DIGITAL LIBRARY
ON GROWTH AND FORMS: THE THIRD INDUSTRIAL REVOLUTION AND DESIGN PEDAGOGY
Ryerson University (CANADA)
About this paper:
Appears in: ICERI2016 Proceedings
Publication year: 2016
Pages: 8555-8562
ISBN: 978-84-617-5895-1
ISSN: 2340-1095
doi: 10.21125/iceri.2016.0947
Conference name: 9th annual International Conference of Education, Research and Innovation
Dates: 14-16 November, 2016
Location: Seville, Spain
Abstract:
The increasing accessibility of computation and fabrication technologies in 21st century, ranging from advanced parametric modeling to 3D printing, have dramatically altered the landscape of design education in providing a nearly boundless productivity plain of design representation. This Third Industrial Revolution is a function of the confluence of increasing computational power and diminishing learning curves and technological barriers. Though this accessibility of technology has empowered emerging designers with the liberty to free themselves of conventional design tropes and investigate innovative ideas, the ease of generating imagery and physical representations of fantastic concepts has only widened the pedagogical gap between theoretical, academic pursuits and feasible projects for built reality. As digital design tools gain ubiquity in contemporary academic settings, a pedagogical framework must be established to ensure students can leverage the incredible potential these tools hold as channels for bridging conceptual innovation to application in the real world.

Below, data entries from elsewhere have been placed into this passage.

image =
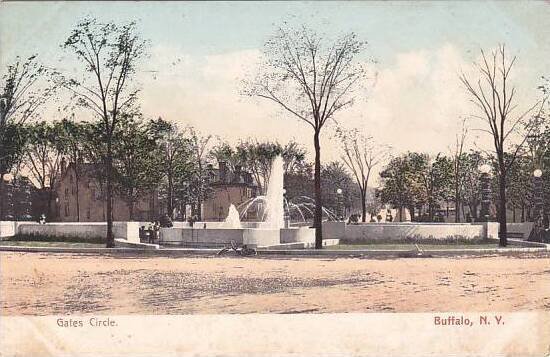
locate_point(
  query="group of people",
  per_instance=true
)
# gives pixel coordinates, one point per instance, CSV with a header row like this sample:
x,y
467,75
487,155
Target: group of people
x,y
151,232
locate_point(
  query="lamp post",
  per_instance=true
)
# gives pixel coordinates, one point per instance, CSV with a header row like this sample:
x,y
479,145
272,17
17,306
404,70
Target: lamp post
x,y
538,201
286,211
485,192
340,204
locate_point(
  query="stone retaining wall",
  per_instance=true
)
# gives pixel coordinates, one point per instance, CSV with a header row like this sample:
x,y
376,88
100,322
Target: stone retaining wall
x,y
88,230
403,231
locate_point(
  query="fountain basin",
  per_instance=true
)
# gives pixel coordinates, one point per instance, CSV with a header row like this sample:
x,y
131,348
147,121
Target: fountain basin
x,y
252,237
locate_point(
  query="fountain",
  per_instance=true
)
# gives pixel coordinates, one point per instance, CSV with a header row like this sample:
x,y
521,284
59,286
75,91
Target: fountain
x,y
274,197
270,231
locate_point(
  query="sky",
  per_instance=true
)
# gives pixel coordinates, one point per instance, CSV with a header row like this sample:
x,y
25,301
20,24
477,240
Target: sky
x,y
201,51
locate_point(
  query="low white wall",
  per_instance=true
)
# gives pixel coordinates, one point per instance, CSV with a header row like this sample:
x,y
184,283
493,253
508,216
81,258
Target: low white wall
x,y
7,229
295,235
84,230
261,237
524,228
393,231
199,235
220,236
126,230
334,230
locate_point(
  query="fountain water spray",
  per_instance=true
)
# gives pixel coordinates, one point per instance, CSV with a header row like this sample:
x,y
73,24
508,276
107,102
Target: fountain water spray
x,y
274,196
232,220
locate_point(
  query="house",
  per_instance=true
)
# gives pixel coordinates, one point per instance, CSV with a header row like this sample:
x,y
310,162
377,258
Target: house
x,y
18,199
227,187
82,198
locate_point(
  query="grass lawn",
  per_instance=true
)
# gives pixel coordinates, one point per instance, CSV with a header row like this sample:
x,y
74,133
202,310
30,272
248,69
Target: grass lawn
x,y
410,246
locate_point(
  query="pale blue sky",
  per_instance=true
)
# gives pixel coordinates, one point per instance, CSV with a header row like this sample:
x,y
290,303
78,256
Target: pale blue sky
x,y
214,27
419,46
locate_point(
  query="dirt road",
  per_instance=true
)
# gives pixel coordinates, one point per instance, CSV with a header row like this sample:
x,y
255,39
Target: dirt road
x,y
43,284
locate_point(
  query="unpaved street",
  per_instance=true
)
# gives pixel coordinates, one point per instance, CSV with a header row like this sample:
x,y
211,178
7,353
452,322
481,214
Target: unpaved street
x,y
43,284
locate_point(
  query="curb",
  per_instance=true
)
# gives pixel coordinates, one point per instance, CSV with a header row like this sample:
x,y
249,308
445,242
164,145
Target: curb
x,y
275,252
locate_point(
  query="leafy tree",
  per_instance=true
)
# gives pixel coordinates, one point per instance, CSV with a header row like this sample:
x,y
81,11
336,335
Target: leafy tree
x,y
495,99
311,78
109,53
21,94
361,154
257,157
470,182
333,177
136,162
434,177
43,155
174,153
520,185
200,173
72,140
399,187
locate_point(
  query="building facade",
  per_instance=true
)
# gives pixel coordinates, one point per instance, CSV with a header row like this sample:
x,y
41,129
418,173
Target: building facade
x,y
227,187
19,196
82,199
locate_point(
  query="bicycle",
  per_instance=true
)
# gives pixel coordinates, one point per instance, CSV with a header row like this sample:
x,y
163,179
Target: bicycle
x,y
242,251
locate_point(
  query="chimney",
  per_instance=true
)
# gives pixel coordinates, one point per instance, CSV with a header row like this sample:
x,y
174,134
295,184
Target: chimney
x,y
222,165
238,173
63,166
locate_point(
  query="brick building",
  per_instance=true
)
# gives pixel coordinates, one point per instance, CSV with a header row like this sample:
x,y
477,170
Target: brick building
x,y
17,203
86,201
227,187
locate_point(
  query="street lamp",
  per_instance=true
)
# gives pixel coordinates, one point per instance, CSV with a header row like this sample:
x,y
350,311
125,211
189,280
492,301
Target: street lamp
x,y
340,205
485,192
538,201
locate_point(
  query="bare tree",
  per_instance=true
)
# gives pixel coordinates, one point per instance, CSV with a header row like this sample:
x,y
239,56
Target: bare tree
x,y
200,174
311,78
20,96
361,154
43,154
457,160
109,53
495,97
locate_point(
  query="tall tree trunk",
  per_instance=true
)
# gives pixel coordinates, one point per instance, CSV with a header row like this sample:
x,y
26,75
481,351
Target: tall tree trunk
x,y
131,208
317,219
198,210
170,196
364,205
2,187
77,179
109,174
457,203
502,233
50,198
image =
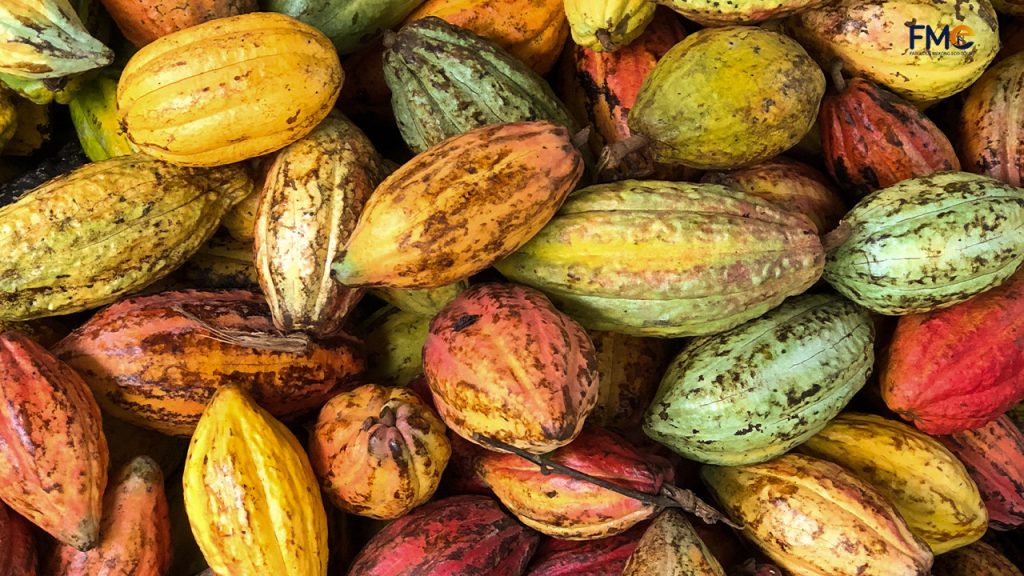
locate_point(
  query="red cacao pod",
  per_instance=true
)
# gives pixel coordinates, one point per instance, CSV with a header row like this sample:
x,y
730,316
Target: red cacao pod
x,y
458,536
993,455
135,538
157,361
871,138
52,450
605,557
503,363
957,368
578,509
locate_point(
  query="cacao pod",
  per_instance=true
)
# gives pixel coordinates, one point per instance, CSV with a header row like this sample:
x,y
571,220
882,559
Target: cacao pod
x,y
873,41
991,131
251,494
751,120
53,464
755,392
135,535
872,138
532,31
428,224
815,519
311,199
569,508
503,90
670,546
506,345
157,361
927,243
458,536
790,184
379,451
926,483
993,455
633,257
105,230
958,368
227,72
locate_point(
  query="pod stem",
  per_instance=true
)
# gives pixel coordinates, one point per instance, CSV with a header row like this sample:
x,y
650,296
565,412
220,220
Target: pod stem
x,y
668,497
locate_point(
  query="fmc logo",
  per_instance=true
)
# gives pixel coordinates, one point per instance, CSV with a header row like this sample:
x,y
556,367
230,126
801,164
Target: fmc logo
x,y
945,38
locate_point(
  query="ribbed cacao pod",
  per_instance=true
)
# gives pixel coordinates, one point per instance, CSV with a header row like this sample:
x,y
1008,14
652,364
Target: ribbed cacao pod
x,y
815,519
991,131
958,368
378,451
311,199
458,536
569,508
157,361
506,345
251,493
604,557
670,546
764,91
755,392
426,66
135,535
927,243
993,455
633,257
534,31
53,464
790,184
872,40
427,224
107,230
926,483
228,71
871,138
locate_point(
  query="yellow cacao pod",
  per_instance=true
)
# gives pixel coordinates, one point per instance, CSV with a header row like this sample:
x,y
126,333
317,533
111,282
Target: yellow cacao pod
x,y
251,495
228,89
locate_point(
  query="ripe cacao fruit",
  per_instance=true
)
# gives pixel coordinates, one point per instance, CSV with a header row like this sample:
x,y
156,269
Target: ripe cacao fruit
x,y
926,483
633,257
534,31
991,130
790,184
876,42
569,508
378,451
135,534
872,138
458,536
993,455
506,345
53,464
157,361
755,392
228,89
958,368
251,493
815,519
426,66
429,224
927,243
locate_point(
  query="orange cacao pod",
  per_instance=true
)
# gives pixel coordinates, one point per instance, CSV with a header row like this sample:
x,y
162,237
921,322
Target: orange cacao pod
x,y
502,362
52,450
157,361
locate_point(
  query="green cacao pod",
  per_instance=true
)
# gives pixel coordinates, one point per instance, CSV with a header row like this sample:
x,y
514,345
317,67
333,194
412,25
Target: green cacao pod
x,y
445,81
927,243
751,394
648,258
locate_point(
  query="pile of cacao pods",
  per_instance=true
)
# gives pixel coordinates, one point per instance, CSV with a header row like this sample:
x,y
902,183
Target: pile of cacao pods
x,y
511,287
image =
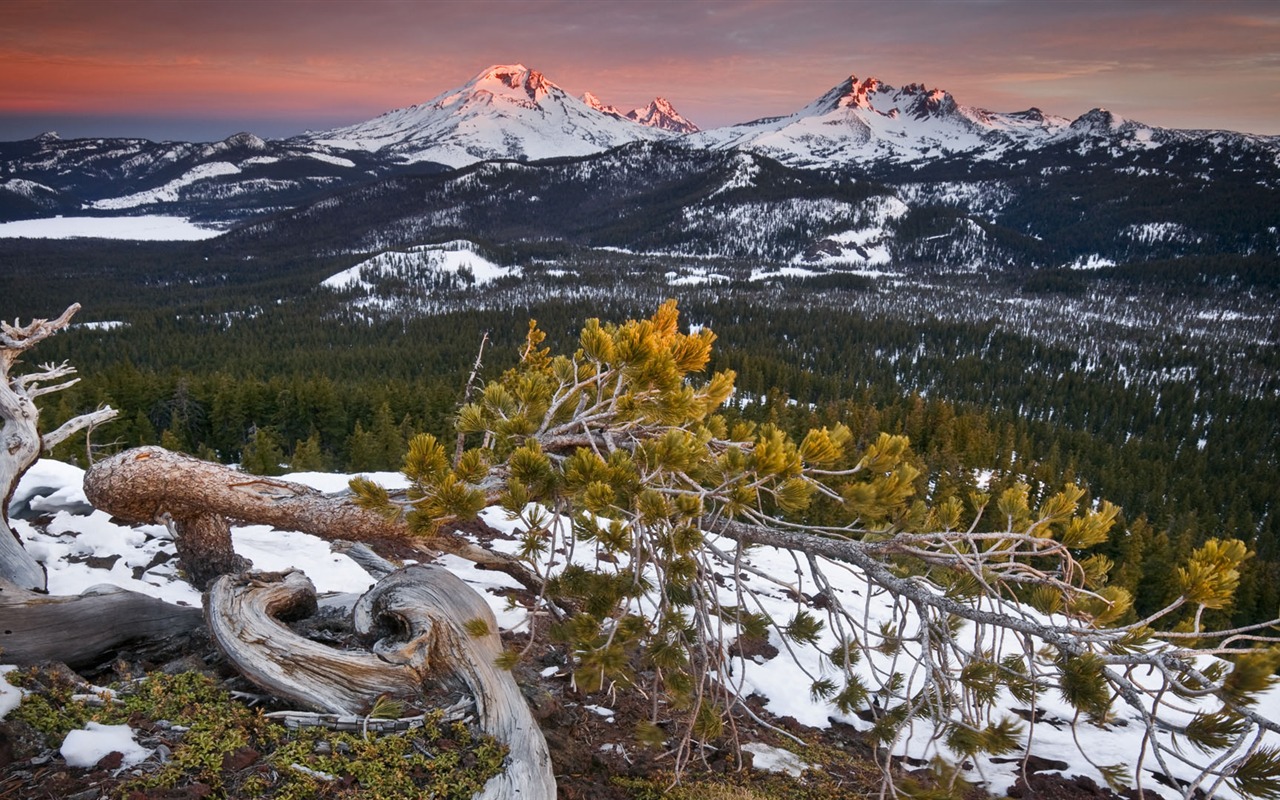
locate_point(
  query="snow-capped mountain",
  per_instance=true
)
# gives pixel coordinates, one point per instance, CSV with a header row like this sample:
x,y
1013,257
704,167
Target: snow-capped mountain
x,y
868,120
658,114
661,114
506,112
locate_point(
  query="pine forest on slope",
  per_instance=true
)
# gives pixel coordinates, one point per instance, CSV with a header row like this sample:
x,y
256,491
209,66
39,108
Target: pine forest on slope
x,y
1020,293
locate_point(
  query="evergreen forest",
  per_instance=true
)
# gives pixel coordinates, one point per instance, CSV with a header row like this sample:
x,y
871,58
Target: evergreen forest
x,y
1156,385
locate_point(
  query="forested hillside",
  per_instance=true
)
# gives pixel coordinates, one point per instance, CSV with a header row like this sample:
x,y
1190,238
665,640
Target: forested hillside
x,y
1153,385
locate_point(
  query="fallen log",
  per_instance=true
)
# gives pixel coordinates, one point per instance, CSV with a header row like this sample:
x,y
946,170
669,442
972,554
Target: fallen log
x,y
77,630
426,630
151,484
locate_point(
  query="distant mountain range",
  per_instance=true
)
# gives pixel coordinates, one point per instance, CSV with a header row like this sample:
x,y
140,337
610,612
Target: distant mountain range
x,y
914,176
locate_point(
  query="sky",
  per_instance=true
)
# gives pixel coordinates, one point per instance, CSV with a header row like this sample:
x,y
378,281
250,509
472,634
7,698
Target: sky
x,y
204,69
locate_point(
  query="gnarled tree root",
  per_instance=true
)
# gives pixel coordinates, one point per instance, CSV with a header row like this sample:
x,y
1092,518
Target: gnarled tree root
x,y
77,630
150,484
425,627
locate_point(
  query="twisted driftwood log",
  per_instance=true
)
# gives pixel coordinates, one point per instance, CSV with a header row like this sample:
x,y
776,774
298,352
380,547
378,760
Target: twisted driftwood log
x,y
151,484
77,630
425,627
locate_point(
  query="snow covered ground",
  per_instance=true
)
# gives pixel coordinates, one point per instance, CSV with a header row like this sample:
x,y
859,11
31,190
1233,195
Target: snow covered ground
x,y
83,547
146,228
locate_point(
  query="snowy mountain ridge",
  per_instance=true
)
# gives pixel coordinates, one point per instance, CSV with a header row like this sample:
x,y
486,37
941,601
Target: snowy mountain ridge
x,y
506,112
516,114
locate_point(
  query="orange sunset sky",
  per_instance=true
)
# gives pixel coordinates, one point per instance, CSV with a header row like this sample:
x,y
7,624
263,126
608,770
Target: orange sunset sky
x,y
202,69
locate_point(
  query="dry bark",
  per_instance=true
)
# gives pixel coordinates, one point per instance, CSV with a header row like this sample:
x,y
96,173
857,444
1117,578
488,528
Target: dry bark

D’Arcy Thompson’s seminal work, “On Growth and Form”, in the early 20th century proposed a complement to Darwinism as it outlined a holistic view of interconnected systems the ultimately dictate the unique forms found in biological structures. If Darwin’s natural selection serves as an analog for the iterative, conceptual design process, then Thompson’s structuralism serves as a basis for designers to develop their ideas beyond the virtual and representational into tangible reality. The authors of this paper posit five key tenets of a design pedagogy “structuralism” that educators may use to drive design innovation without compromising feasibility.

These would include a project’s:
a) physical constraints and natural forces,
b) internal capacity and context,
c) external stimuli and response,
d) production and reproduction, and
e) role as an iteration of a greater evolutionary idea.
Keywords:
Industrial revolution, design, teaching tools, emerging technologies.